La question est dès lors de savoir pourquoi jusqu’à présent une force aussi puissante n’a pas encore été utilisée pour qu’elle joue une mission plus vitale dans la construction de la nation? Pourquoi au contraire n’a t’elle fait que l’objet d’une politisation politicienne, d’une abjecte corruption et d’une infiltration pour la dévoyer et lui faire faire des choses qui la séparent des foules? L’exemple du projet d’embellissement des villes religieuses tombé dans l’oubli depuis en est la meilleure illustration.

Rompre les liens malsains et corrupteurs avec un pouvoir politique destructeur de notre patrimoine religieux, uniquement porté par ses calculs politiciens voire ses instructions maçonniques, et remettre le citoyen-croyant au centre de son attention, voilà le défi qui attend la religion pour être le vrai levier qui pourra alors peser sur l’équilibre social, démocratique, les progrès économiques (dans l’agriculture), la préservation face aux nouvelles pandémies.

On ne refera pas aucune nation après cette pandémie actuelle sans qu’un supplément d’âme, provenant de la religion, ne soit injecté au projet.

C’est dire qu’il est grand temps de reconnaître les chefs religieux et la religion comme un pilier fondamental pour l’édification de la nouvelle nation sénégalaise pendant et après cette pandémie du Covid19.

En attendant, à toutes les chapelles religieuses, à tous les croyants du pays, je dis: Bonne fête de korite.

Adama Gaye Le Caire 24 Mai 2020
Ps: J’ai passé une partie de mon enfance auprès de grands chefs religieux. Ce sont des formateurs et des sources d’inspiration extraordinaires. Ils m’ont marqué à vie.

J’ai salué Serigne Fallou, Serigne Bassirou, Serigne Saliou, Serigne Abdou Lakhat, Serigne Souhahibou, Serigne Abdou Khadre, Serigne Mourtalla, Serigne Modou Mamoune, Serigne Modou Faty Khary, tous mes oncles, j’ai salué Baye Niasse, Mame Alassane Laye. J’ai côtoyé la famille Sy. Et rencontré des chefs de la communauté Omarienne.

Dès mon retour, un de mes objectifs est d’avoir un entretien approfondi avec Monseigneur Benjamin Ndiaye.

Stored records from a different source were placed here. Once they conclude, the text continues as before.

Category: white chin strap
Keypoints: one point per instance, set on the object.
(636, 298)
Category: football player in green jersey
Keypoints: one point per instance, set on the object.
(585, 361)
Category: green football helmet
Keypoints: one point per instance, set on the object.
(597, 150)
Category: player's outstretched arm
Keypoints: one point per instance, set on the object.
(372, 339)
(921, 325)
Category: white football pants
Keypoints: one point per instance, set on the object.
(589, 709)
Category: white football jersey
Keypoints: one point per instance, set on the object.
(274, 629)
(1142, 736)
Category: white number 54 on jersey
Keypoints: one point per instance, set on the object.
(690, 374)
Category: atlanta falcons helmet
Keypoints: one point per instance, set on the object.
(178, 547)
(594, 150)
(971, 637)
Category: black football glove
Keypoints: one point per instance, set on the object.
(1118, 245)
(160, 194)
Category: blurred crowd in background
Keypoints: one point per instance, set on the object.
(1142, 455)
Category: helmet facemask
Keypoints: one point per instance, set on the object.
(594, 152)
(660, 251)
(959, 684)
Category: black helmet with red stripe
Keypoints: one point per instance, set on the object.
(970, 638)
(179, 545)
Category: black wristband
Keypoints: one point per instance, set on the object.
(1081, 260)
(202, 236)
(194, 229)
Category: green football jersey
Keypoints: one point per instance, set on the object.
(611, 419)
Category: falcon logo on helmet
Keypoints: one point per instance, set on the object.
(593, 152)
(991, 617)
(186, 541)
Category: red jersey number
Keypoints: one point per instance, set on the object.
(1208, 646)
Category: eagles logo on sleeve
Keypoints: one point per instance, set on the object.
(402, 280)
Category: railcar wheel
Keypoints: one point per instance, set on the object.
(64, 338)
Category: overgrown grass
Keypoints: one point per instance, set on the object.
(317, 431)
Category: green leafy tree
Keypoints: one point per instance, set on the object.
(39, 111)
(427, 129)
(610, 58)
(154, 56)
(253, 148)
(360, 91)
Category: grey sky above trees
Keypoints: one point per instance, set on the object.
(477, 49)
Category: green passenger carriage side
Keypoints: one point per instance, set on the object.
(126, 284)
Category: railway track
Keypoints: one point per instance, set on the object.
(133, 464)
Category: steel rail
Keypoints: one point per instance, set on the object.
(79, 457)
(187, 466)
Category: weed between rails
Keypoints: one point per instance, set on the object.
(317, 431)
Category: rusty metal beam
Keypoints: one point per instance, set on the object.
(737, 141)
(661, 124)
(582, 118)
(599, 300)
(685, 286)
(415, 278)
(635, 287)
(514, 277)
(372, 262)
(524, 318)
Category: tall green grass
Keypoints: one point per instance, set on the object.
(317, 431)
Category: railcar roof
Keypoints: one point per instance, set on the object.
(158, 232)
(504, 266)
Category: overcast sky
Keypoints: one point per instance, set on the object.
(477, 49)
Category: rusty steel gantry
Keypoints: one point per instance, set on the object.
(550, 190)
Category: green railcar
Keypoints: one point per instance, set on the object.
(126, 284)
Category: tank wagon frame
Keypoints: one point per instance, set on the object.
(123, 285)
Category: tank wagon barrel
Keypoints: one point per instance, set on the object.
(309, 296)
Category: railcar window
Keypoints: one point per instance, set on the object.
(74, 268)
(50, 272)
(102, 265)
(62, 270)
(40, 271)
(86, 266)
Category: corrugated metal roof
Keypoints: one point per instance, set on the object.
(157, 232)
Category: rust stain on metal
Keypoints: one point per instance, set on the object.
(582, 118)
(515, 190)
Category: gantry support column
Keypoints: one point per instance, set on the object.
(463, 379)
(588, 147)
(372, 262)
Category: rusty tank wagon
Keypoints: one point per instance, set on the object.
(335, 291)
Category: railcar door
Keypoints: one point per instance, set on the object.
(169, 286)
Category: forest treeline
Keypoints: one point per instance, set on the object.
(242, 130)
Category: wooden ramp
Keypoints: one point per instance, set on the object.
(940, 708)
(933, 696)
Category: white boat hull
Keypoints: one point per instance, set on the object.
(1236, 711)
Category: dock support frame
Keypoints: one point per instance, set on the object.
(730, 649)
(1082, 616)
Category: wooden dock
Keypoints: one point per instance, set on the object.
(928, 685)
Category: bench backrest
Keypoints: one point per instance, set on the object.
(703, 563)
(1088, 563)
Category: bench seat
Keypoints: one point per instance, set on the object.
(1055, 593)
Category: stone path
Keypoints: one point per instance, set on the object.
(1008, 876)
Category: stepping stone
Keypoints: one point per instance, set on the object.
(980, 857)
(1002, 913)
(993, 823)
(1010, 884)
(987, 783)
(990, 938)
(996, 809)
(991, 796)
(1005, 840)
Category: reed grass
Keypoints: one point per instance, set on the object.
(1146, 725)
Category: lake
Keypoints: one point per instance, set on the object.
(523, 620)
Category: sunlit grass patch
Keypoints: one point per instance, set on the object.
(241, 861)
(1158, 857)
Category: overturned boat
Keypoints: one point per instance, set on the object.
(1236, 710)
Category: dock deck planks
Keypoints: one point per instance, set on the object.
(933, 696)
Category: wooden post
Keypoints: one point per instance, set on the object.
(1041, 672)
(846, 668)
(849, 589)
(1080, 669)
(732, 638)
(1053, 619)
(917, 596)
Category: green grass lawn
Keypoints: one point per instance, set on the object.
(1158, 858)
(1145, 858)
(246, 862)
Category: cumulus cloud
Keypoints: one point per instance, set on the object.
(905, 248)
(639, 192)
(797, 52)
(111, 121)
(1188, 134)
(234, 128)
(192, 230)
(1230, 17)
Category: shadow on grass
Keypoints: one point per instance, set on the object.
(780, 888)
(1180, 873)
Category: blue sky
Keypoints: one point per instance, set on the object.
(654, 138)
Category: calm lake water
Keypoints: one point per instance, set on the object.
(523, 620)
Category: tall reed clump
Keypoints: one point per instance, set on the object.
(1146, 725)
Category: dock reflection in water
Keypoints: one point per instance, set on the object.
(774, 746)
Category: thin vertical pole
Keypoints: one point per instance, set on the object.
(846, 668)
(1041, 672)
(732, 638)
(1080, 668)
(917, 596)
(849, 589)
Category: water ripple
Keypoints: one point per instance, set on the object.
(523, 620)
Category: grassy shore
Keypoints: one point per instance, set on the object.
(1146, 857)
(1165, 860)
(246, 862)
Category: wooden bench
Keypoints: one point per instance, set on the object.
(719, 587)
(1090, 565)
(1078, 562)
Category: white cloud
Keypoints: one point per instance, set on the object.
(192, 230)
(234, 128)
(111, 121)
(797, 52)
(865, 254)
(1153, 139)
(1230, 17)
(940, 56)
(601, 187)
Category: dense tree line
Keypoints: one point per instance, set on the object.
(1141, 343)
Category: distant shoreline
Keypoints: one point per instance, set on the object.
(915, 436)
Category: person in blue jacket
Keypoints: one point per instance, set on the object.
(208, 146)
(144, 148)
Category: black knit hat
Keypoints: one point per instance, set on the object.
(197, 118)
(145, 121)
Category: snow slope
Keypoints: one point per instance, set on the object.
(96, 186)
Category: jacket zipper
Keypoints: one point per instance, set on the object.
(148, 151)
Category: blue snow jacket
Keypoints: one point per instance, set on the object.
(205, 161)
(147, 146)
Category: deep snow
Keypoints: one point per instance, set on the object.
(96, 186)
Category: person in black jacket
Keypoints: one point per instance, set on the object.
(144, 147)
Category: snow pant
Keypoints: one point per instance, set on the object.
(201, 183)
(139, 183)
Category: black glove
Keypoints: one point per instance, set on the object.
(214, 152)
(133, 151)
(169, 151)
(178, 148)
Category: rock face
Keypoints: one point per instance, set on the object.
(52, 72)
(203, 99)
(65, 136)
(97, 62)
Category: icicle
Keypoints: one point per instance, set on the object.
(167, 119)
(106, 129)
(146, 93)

Ce que je retiens deja des leaders religieux, en plus de leur érudition religieuse, c’est cette capacité à recevoir des foules dont de nombreux pauvres et de pouvoir subvenir à leurs besoins sans donner quelque signe d’énervement.

Aujourd’hui les intellectuels modernes, groupe auquel j’appartiens tremblent dès qu’une personne leur soumet un problème.

Question: ou se trouvent la sagesse et la serenite ? Sûrement pas chez les modernes.

Illustration:

Ici reçu avec classe et sagesse par le Khalife des mourides après mon élargissement d’une illégale détention. Un acte parlant ! Son leadership m’épate.

Ex-Otage d’un État, je vois combien la force de régulation des religieux est importante.